Monday, February 2, 2009

Sensation of the Season

There were women in baseball long before A League of Their Own. The young ladies in this 1884 New York Clipper ad first played baseball in Philadelphia in 1883, according to Baseball History From Outside the Lines by John E. Dreifort. The 500 people in the audience laughed as they tried to figure out what to do. They played for about 2 years, sometimes against men's teams (they were supposed to play other women). It seems that they were somewhere between serious athletes and a sort of traveling vaudeville act.

In 1893 the New York Times reported that some young society ladies had played baseball against the young men in Lenox, Massachusetts - and they played so well that "the boys got the worst of it." The young men and women were "so evenly matched," in fact, that everyone enjoyed it thoroughly; so much so, that they were going to play again. One of the "brightest young ladies" hit a home run, when the male pitcher was not looking, "much to the amusement of the spectators."

The wonderful photo is from San Francisco State University College of Behavioral and Social Sciences. It is of another team, known as Franklin's Young Ladies' Baseball Club, and was taken about 1890.

SOURCES

Dreifort, John E. Baseball History From Outside the Lines (U of Nebraska Press, 2001), pp. 203-4.
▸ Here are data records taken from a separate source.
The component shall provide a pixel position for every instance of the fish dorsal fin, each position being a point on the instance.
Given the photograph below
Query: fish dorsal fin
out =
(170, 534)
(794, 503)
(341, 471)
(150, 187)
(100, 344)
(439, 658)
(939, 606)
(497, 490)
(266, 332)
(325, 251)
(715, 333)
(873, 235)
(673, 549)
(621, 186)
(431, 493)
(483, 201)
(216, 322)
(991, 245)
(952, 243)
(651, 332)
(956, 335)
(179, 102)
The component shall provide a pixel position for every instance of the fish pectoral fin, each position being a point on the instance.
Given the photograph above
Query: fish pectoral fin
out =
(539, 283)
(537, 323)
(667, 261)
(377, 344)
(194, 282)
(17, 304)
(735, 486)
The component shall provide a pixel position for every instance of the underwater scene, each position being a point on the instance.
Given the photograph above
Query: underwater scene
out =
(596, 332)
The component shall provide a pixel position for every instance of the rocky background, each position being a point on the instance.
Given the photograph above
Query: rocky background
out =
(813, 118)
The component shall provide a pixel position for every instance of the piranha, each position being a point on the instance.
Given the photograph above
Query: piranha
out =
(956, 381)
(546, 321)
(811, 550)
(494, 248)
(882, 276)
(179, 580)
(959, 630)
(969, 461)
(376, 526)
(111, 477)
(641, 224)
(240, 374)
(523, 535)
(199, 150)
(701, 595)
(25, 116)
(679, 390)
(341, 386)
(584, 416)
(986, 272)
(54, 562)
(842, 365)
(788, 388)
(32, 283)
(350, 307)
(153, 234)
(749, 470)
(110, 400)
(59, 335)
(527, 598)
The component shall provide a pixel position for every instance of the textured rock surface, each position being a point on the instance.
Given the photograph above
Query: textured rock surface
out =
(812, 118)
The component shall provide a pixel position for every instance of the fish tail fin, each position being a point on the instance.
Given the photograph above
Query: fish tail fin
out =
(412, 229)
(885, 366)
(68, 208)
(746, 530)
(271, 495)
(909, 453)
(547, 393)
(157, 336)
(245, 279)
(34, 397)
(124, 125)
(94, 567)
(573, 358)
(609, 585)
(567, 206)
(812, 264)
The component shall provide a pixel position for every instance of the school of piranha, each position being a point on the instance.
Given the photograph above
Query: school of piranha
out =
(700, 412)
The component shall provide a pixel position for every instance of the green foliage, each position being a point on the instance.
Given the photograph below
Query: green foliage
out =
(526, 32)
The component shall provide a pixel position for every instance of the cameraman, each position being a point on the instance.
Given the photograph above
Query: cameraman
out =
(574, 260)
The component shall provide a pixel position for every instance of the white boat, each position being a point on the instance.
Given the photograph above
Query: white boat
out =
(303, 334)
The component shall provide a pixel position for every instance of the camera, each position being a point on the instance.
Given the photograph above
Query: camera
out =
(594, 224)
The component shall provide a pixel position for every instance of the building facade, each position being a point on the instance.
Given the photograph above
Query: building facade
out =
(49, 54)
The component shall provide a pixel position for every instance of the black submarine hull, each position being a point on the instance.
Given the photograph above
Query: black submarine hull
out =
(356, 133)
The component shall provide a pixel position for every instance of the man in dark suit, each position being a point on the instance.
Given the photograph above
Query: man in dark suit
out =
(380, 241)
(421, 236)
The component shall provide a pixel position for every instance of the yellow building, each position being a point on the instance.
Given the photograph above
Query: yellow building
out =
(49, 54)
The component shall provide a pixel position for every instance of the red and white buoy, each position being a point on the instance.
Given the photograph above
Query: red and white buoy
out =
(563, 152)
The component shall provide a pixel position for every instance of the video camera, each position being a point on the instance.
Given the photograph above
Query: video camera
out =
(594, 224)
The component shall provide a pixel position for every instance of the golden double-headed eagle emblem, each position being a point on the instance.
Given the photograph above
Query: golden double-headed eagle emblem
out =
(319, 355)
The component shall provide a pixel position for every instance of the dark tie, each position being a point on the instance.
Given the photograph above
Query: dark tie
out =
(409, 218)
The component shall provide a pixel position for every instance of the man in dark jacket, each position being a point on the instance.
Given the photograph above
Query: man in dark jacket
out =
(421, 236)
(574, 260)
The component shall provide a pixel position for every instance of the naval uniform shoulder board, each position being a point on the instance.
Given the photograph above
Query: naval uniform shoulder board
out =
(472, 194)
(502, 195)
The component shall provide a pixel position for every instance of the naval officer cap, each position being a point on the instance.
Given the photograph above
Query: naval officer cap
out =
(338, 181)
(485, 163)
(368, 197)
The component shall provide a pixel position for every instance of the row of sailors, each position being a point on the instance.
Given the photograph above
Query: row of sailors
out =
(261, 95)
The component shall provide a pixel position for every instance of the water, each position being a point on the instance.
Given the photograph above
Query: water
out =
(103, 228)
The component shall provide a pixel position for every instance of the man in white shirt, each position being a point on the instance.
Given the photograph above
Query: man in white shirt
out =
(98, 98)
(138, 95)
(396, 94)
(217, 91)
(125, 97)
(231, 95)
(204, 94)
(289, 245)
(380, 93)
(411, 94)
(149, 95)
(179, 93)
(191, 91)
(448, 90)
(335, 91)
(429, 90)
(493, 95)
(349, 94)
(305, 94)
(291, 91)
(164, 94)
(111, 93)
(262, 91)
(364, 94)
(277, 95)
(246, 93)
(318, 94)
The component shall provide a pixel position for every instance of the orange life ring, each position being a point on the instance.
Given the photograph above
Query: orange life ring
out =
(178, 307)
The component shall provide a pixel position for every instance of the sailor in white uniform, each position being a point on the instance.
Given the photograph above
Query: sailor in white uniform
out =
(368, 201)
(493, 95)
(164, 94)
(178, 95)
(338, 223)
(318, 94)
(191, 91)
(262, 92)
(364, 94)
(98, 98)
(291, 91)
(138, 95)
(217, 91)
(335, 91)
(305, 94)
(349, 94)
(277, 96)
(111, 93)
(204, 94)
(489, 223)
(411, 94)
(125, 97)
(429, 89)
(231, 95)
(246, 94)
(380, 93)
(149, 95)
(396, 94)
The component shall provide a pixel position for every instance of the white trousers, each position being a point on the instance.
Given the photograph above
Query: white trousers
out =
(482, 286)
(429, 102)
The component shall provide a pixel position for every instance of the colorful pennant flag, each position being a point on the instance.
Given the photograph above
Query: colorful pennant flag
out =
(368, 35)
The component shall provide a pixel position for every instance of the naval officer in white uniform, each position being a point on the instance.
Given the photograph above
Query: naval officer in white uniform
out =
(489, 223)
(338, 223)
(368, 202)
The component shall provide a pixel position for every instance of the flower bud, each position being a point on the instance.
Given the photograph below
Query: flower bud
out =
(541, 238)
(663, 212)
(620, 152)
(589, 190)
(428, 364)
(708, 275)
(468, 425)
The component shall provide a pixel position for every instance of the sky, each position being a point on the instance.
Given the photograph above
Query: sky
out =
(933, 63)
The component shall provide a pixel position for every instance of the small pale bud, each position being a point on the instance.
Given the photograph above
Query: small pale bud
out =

"Girls Who Play Baseball," New York Times, Sept. 3, 1893, p. 12.

4 comments:

Geri Ohara said...

very interesting piece

Susanne Saville said...

I can't believe I haven't come across this blog before. Thank goodness I found it now! What a great place. :)

Pam Walter said...

Hats off to the "handsome young ladies"! I am going to pass this along to all my female friends who enjoy softball. www.satisfiedsole.com

Lidian said...

Geri - Well, it is sort of what I call a "placeholder", a brief post that I might redo in more detail later on.

Suzanne - Thank you ! :)

Pam - I was very pleased to learn of them too.